Ye blind guides, which strain at a gnat, and swallow a camel. Matthew 23:24
Several years ago I discovered the writings of G.D. Watson. First in a tract entitled “Others May, You Cannot”. Later I purchased his book Pure Gold.
G.D. Watson was an old time Methodist “holiness” preacher. So I am sure you will have to spit out a few seeds in his writings. He was converted in the Southern army, near Richmond,Virginia in 1863
Human nature doesn’t change so his chapter on a critical spirit is still relevant today. I have selected some excerpts for your enjoyment {or annoyance}. I have also highlighted some of his more disturbing comments. All I can say is “been there, done that” and trying to do better – Shawn
“A critical spirit “deems itself gifted from God with particular genius to detect and correct evil in others.”
“There is an inveterate {deep-seated} frailty in human nature to assume the throne of God in judging others. Because God gives religious persons the power to discriminate, a great many misinterpret the gift and conclude that they have a special mission to detect defects and to exercise a police authority in correcting others, and hunting down wrong-doers. So much is this true that some eminently religious people think that all the religion on earth would go to wreck if they did not diligently exercise their gift in setting others right
“The critical spirit hunts for defects in non-essentials. Like the Pharisees, it puts annis and cumin above the weightier matters of mercy and life. A critical person is disposed to eye you from head to foot, and scan carefully your clothing, your eating, your facial expression, your voice, and gesture. He is on the hunt for something wrong and is bound to find it and sooner than miss his prey…”
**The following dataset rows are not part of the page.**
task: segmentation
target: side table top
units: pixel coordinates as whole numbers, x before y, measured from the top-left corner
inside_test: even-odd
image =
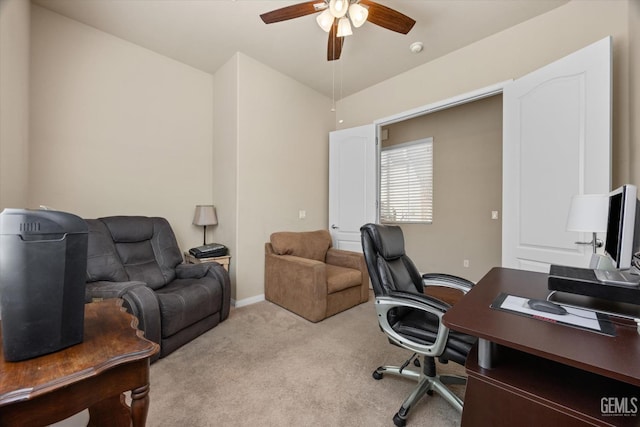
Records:
[[[160,348],[143,337],[138,319],[125,311],[120,299],[85,304],[84,322],[80,344],[20,362],[7,362],[0,354],[0,407],[149,358]]]

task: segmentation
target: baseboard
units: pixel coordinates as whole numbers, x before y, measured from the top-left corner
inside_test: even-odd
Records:
[[[255,304],[260,301],[264,301],[264,294],[256,295],[254,297],[244,298],[238,301],[232,298],[231,305],[238,308],[238,307],[244,307],[245,305]]]

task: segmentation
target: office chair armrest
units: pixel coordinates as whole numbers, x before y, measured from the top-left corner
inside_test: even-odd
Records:
[[[444,352],[447,345],[447,339],[449,338],[449,328],[447,328],[442,322],[442,316],[444,316],[447,308],[449,308],[449,304],[429,297],[428,295],[393,291],[387,296],[376,297],[375,307],[380,327],[389,339],[394,341],[396,344],[413,352],[432,357],[438,357]],[[391,327],[388,316],[389,311],[398,307],[421,310],[438,318],[438,333],[433,344],[426,345],[412,341],[400,335]]]
[[[469,292],[474,285],[474,283],[470,280],[443,273],[423,274],[422,284],[423,286],[445,286],[447,288],[458,289],[465,294]]]

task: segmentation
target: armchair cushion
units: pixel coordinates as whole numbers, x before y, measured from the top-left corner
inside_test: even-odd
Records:
[[[338,267],[325,264],[327,269],[327,293],[343,291],[362,282],[362,273],[353,268]]]
[[[327,230],[290,232],[271,235],[273,251],[278,255],[293,255],[324,262],[331,247],[331,234]]]

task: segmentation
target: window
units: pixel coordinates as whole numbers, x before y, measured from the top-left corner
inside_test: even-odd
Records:
[[[433,221],[433,138],[383,147],[380,222]]]

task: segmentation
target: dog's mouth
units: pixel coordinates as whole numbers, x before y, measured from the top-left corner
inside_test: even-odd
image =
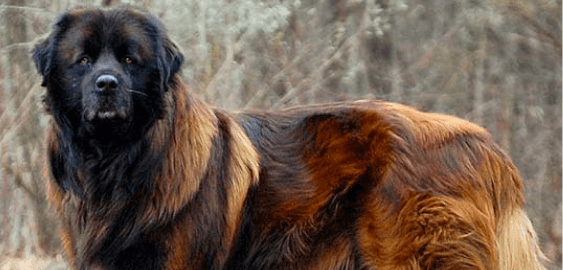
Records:
[[[125,107],[115,109],[87,109],[84,112],[84,119],[88,122],[95,120],[126,120],[127,109]]]
[[[111,144],[130,136],[130,106],[113,104],[115,102],[90,103],[83,112],[86,134],[102,144]]]
[[[131,114],[130,102],[130,97],[122,91],[109,95],[103,93],[86,95],[82,100],[84,120],[87,122],[127,120]]]

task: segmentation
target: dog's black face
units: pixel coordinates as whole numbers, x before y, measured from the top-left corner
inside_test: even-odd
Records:
[[[57,124],[100,143],[140,137],[163,114],[183,55],[160,22],[132,7],[63,14],[33,50]]]

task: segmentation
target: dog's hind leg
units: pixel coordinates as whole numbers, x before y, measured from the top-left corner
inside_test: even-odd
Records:
[[[375,206],[360,221],[364,260],[373,269],[497,269],[494,215],[472,202],[417,194],[397,211]]]

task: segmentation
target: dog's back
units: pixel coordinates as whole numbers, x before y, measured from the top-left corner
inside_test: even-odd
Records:
[[[380,101],[239,123],[261,171],[237,267],[541,268],[518,171],[475,124]]]

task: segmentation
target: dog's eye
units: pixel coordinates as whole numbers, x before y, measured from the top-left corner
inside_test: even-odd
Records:
[[[88,57],[82,57],[80,59],[80,64],[81,65],[87,65],[88,63],[90,63],[90,59],[88,59]]]
[[[132,64],[132,63],[133,63],[133,58],[131,58],[131,57],[125,57],[125,58],[123,59],[123,62],[124,62],[125,64],[127,64],[127,65]]]

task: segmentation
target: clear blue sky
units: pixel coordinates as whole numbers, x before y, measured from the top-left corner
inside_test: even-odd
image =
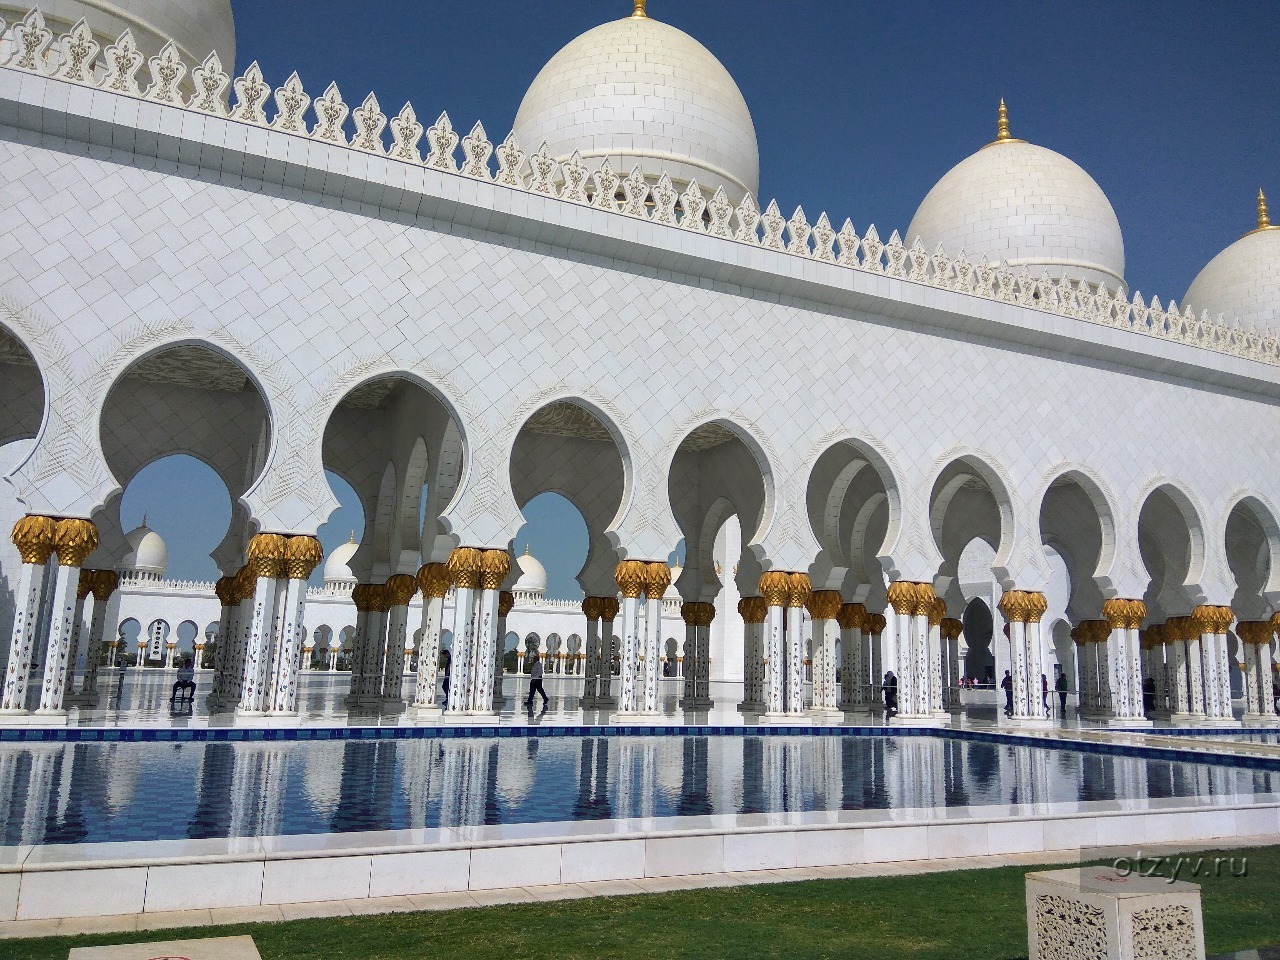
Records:
[[[455,127],[479,119],[497,141],[556,50],[631,3],[232,7],[237,72],[257,60],[279,85],[297,70],[312,96],[336,80],[349,103],[372,90],[388,114],[410,100],[425,124],[448,110]],[[762,199],[777,197],[788,213],[803,204],[811,221],[826,210],[860,230],[875,223],[881,236],[905,231],[938,178],[992,139],[1002,96],[1015,136],[1071,157],[1106,191],[1130,287],[1148,299],[1181,300],[1253,225],[1260,186],[1280,209],[1277,0],[650,0],[649,12],[725,64],[755,120]],[[166,536],[173,576],[214,573],[201,556],[230,508],[211,473],[201,484],[199,470],[166,464],[125,499],[126,529],[147,510]],[[354,499],[349,488],[339,496]],[[162,519],[166,500],[175,521]],[[195,502],[211,505],[207,518],[192,516]],[[580,519],[558,497],[527,515],[518,550],[530,540],[551,592],[573,595],[586,555]],[[172,522],[187,532],[159,526]],[[330,549],[362,526],[358,506],[347,506],[321,538]]]

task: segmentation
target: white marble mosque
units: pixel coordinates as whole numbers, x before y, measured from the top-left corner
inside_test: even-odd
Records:
[[[1045,725],[1057,669],[1090,722],[1275,722],[1265,197],[1181,302],[1003,103],[905,229],[783,211],[716,38],[617,13],[507,133],[231,76],[228,0],[0,0],[0,718],[216,638],[246,722],[339,660],[483,722],[508,651],[640,722],[673,672],[762,722],[866,722],[892,672],[890,722],[941,725],[1009,671]],[[120,523],[174,453],[232,495],[214,584]],[[326,471],[367,518],[328,558]],[[581,603],[511,549],[547,491]]]

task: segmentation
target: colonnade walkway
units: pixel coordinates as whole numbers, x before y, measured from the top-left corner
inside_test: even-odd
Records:
[[[213,671],[203,670],[196,674],[196,695],[189,704],[171,704],[170,697],[176,673],[162,669],[131,669],[125,671],[123,683],[118,671],[104,671],[102,677],[102,693],[100,704],[95,709],[72,708],[65,723],[70,727],[95,728],[131,728],[131,727],[169,727],[169,728],[201,728],[201,727],[244,727],[254,726],[251,719],[238,717],[234,711],[211,713],[206,705],[206,698],[213,683]],[[349,707],[347,696],[350,693],[350,674],[345,672],[304,672],[300,678],[298,696],[298,716],[293,726],[300,727],[421,727],[421,726],[467,726],[467,720],[436,717],[415,720],[412,711],[405,704],[414,702],[415,682],[410,679],[405,690],[404,703],[388,703],[381,709],[371,707]],[[502,703],[497,710],[499,726],[615,726],[616,714],[610,710],[583,709],[582,678],[553,677],[545,679],[545,686],[550,697],[545,709],[541,698],[534,698],[532,709],[526,707],[529,690],[527,676],[508,674],[502,684]],[[659,716],[646,718],[641,726],[729,726],[750,727],[765,725],[757,714],[743,712],[738,704],[742,699],[742,684],[711,684],[711,699],[714,704],[707,710],[686,710],[680,706],[683,682],[666,679],[659,692]],[[1228,728],[1226,730],[1209,731],[1194,730],[1183,725],[1161,723],[1146,730],[1125,730],[1108,726],[1106,721],[1082,718],[1076,706],[1074,694],[1068,699],[1066,716],[1055,716],[1052,725],[1038,728],[1023,728],[1002,722],[1001,710],[998,708],[995,692],[990,690],[964,690],[961,693],[961,705],[951,713],[950,729],[985,730],[989,732],[1008,732],[1019,736],[1056,737],[1069,735],[1072,739],[1089,739],[1112,743],[1130,742],[1135,744],[1158,745],[1159,741],[1168,741],[1166,745],[1176,745],[1179,749],[1194,749],[1196,735],[1212,744],[1214,750],[1224,748],[1230,752],[1275,754],[1280,756],[1280,730],[1242,730]],[[1243,705],[1237,705],[1239,716]],[[1057,711],[1057,699],[1054,698],[1054,711]],[[51,718],[33,716],[31,726],[49,726]],[[492,718],[484,718],[484,726],[493,726]],[[846,714],[843,718],[798,716],[789,718],[787,725],[831,726],[866,726],[885,727],[883,710],[864,714]],[[52,725],[61,726],[61,719]],[[263,725],[263,724],[257,724]],[[281,724],[280,718],[273,718],[270,726],[280,728],[290,724]],[[773,726],[774,724],[768,724]],[[10,727],[9,729],[14,729]],[[891,726],[888,729],[892,730]],[[0,734],[2,735],[2,734]]]

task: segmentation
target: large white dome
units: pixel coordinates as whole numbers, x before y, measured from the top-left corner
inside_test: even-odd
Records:
[[[1280,336],[1280,227],[1267,217],[1258,194],[1258,229],[1246,233],[1214,257],[1191,282],[1182,300],[1198,316],[1222,314]]]
[[[541,596],[547,592],[547,568],[529,553],[528,547],[524,548],[524,556],[516,557],[516,569],[519,575],[511,587],[513,593],[536,593]]]
[[[124,535],[129,544],[129,552],[124,555],[120,569],[131,573],[149,573],[163,577],[169,567],[169,548],[165,546],[160,534],[147,527],[147,518],[142,518],[142,526],[130,530]]]
[[[1045,147],[1002,136],[949,170],[907,228],[933,253],[963,250],[977,262],[1006,260],[1032,276],[1048,271],[1124,286],[1124,237],[1111,201],[1076,163]]]
[[[104,47],[127,29],[147,56],[172,40],[188,65],[202,62],[213,50],[228,73],[236,62],[231,0],[0,0],[0,19],[21,20],[33,6],[39,6],[55,36],[84,20]],[[145,66],[141,75],[147,76]]]
[[[546,143],[560,160],[576,150],[592,169],[608,157],[621,176],[638,165],[681,187],[723,186],[735,203],[755,194],[760,150],[738,85],[706,47],[638,6],[639,15],[588,30],[542,68],[516,114],[521,146]]]
[[[336,547],[329,559],[324,562],[325,583],[355,583],[356,575],[351,572],[351,558],[360,549],[355,535],[340,547]]]

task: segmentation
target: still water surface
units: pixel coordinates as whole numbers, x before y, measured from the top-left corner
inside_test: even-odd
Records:
[[[0,844],[1274,793],[1280,774],[934,737],[0,746]]]

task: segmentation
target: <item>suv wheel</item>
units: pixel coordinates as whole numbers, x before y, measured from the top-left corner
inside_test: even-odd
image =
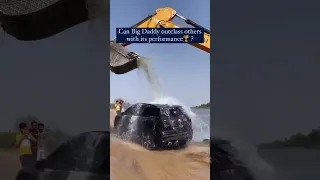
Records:
[[[152,150],[156,148],[154,136],[150,133],[143,133],[141,135],[141,143],[146,149]]]

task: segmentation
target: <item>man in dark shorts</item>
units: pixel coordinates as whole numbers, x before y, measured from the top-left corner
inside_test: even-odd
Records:
[[[32,121],[31,122],[31,128],[29,129],[30,134],[38,140],[39,137],[39,130],[38,130],[38,122]],[[37,154],[38,154],[38,142],[37,141],[31,141],[31,151],[34,160],[37,160]]]

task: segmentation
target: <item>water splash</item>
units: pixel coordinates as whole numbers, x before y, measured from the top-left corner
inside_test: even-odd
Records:
[[[192,120],[196,117],[196,114],[192,112],[191,108],[186,106],[184,103],[181,101],[177,100],[174,97],[170,96],[162,96],[160,98],[156,98],[153,101],[150,102],[151,104],[168,104],[169,106],[174,106],[174,105],[179,105],[183,108],[183,110],[190,116]]]
[[[151,86],[154,94],[154,100],[149,102],[151,104],[168,104],[168,105],[179,105],[183,108],[186,114],[191,118],[194,131],[200,134],[200,138],[196,140],[209,139],[210,125],[205,123],[199,116],[197,116],[190,107],[186,106],[185,103],[177,100],[174,97],[167,96],[161,87],[161,84],[152,68],[152,61],[148,58],[141,57],[138,69],[144,72],[146,80]]]
[[[137,130],[137,119],[138,116],[131,116],[129,122],[129,136],[132,136],[133,133]]]
[[[184,112],[191,118],[194,132],[197,132],[197,137],[194,137],[195,141],[201,141],[202,139],[209,139],[210,125],[205,123],[198,115],[196,115],[190,107],[186,106],[183,102],[177,100],[174,97],[163,96],[149,102],[151,104],[168,104],[170,106],[179,105],[183,108]]]
[[[184,103],[180,102],[174,97],[166,96],[162,91],[161,85],[151,68],[151,61],[143,58],[140,61],[139,69],[142,70],[146,76],[147,81],[151,85],[154,92],[154,100],[151,103],[155,104],[168,104],[168,105],[180,105],[188,116],[192,119],[194,131],[200,132],[203,137],[209,139],[205,136],[205,131],[210,132],[210,124],[205,123],[199,116],[197,116],[190,107],[186,106]],[[219,130],[221,132],[221,129]],[[223,131],[223,134],[228,132]],[[230,133],[230,132],[229,132]],[[220,134],[221,135],[221,134]],[[233,140],[233,139],[229,139]],[[250,147],[239,143],[239,141],[232,141],[232,145],[236,147],[239,151],[239,158],[244,161],[248,168],[252,171],[257,180],[278,180],[275,177],[274,169],[271,165],[267,164],[257,153],[255,147]],[[248,148],[249,147],[249,148]]]

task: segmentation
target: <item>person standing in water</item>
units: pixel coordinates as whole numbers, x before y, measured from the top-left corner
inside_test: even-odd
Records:
[[[35,159],[32,154],[31,142],[36,142],[36,139],[29,133],[26,123],[20,123],[19,130],[15,145],[19,148],[20,163],[23,169],[32,170],[35,167]]]

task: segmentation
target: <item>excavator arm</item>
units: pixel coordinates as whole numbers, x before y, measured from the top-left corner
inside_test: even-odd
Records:
[[[183,26],[176,25],[171,22],[175,17],[182,19],[186,24],[189,24],[195,28],[204,29],[204,43],[190,43],[190,45],[210,53],[210,31],[177,14],[174,9],[169,7],[157,9],[155,14],[146,17],[137,24],[133,25],[131,28],[183,28]],[[127,45],[129,44],[122,44],[122,46]]]
[[[137,24],[131,26],[131,28],[183,28],[183,26],[171,22],[175,17],[182,19],[186,24],[195,28],[204,29],[204,42],[189,44],[209,53],[210,31],[177,14],[177,12],[170,7],[157,9],[155,14],[149,15]],[[130,45],[130,43],[117,44],[115,40],[110,42],[110,70],[115,74],[124,74],[138,68],[138,60],[140,56],[125,48],[128,45]]]

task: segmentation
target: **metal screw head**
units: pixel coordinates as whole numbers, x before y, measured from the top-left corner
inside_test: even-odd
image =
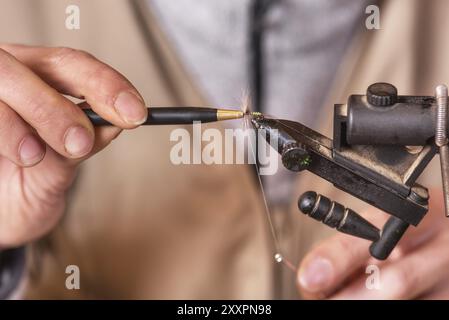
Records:
[[[373,83],[366,90],[368,102],[376,107],[387,107],[396,103],[398,90],[386,82]]]
[[[410,198],[416,203],[426,205],[429,202],[429,191],[422,186],[415,185],[410,192]]]
[[[445,84],[440,84],[435,88],[435,94],[437,96],[447,96],[447,86]]]
[[[447,86],[444,84],[440,84],[435,89],[437,101],[435,144],[438,147],[447,144],[447,91]]]
[[[293,143],[284,147],[282,164],[290,171],[302,171],[312,163],[312,158],[306,147],[300,143]]]

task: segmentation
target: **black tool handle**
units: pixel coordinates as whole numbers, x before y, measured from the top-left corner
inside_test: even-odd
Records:
[[[83,109],[94,126],[111,126],[92,109]],[[192,124],[194,121],[217,121],[217,110],[200,107],[154,107],[148,108],[148,118],[143,125]]]
[[[379,240],[373,242],[369,247],[371,255],[378,260],[387,259],[408,227],[407,222],[391,216],[385,223]]]
[[[362,216],[314,191],[301,195],[298,208],[302,213],[340,232],[371,241],[380,238],[379,229]]]

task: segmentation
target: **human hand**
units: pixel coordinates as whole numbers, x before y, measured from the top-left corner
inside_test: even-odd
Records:
[[[131,83],[88,53],[0,45],[0,248],[49,231],[65,207],[77,166],[121,129],[145,121]],[[85,99],[116,127],[94,128],[63,96]]]
[[[430,192],[429,212],[410,226],[386,261],[369,257],[370,242],[344,234],[325,240],[302,261],[298,288],[306,299],[449,298],[449,221],[441,190]],[[383,225],[386,215],[371,210]],[[379,268],[379,287],[368,288],[368,265]]]

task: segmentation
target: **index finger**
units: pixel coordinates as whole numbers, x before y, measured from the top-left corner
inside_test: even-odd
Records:
[[[22,118],[62,156],[80,158],[90,152],[94,130],[80,108],[1,49],[0,70],[0,100],[16,113],[9,112],[12,128]]]
[[[53,88],[84,98],[96,113],[120,128],[134,128],[147,118],[147,108],[137,89],[118,71],[87,52],[23,45],[3,48]]]

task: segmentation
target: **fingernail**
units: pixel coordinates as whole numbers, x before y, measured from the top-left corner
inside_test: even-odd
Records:
[[[86,128],[74,126],[67,130],[64,138],[65,149],[74,157],[82,157],[93,147],[93,137]]]
[[[147,109],[142,100],[131,92],[121,92],[115,99],[114,107],[126,123],[139,125],[147,119]]]
[[[317,293],[329,287],[332,276],[331,262],[328,259],[317,257],[300,271],[299,283],[307,291]]]
[[[45,148],[33,134],[28,134],[19,145],[20,161],[26,166],[31,166],[42,160]]]

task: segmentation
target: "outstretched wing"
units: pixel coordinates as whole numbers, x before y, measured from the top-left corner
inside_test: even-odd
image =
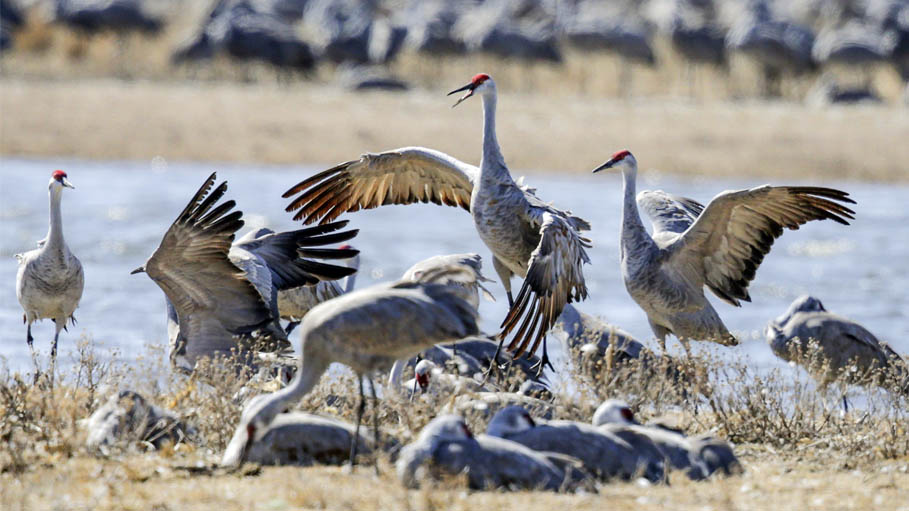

“Such persons will go out of their way to investigate the sins of others, they love to inquire into the shortcomings of their neighbors, they think it a great stroke of piety to unearth evil.”
“The most awful thing about it is the satanic delusion that such a horrible spirit is a part of holiness. It is a proof of a weak mind or weak spirituality, to get the attention absorbed upon a collateral {secondary} or non-essential, and this is always a significant trait of a critical spirit.”
“The spirit of criticism is invariably a legal spirit. It takes the technical law side of every thing instead of the love side. It magnifies systematic theology above the Bible, it puts doctrinal statement above the very essence of God’s life in the soul. It will spend a great deal more zeal in hunting heresy than it will in secret prayer. It has a strong propensity to pitch into people and things generally. It scans with eagle eye the writings of others, not to get spiritual nourishment, but ferret out any trace of false teaching. It matters not how holy or useful a person may be, if they make any statement by voice or pen which does not fit in with the critic’s cast iron theology, the offender is at once pounced upon, and his supposed inaccuracies are peddled to the world, while the real worth of the life and service are ignored.”
“They are disposed to criticize any one’s experience which either does not fit in with their own, or which seems to fall below it, and especially are they vehement against experiences which go beyond their own.”
“Again, the critical spirit eats out, like a burning acid, the very sweetness of spiritual life…
“There is a mysterious quality of heart-gentleness and mental and soul-sweetness in a truly crucified believer, which cannot be defined.”
“…the critical spirit invariably poisons other persons. It is satanically contagious. Other persons feel our spirit far more swiftly and accurately than they do our words or our deliberate actions.”
“A critical spirit can be felt by others in spite of all effort to conceal it. Our only safety against this malady is to live in the very heart of Jesus.”
“Many such persons, before they die, pass through ordeals of experience which show them the utter foolishness of their self-appointed mission, for a critical spirit is always a proof of a raw {green or immature} experience.”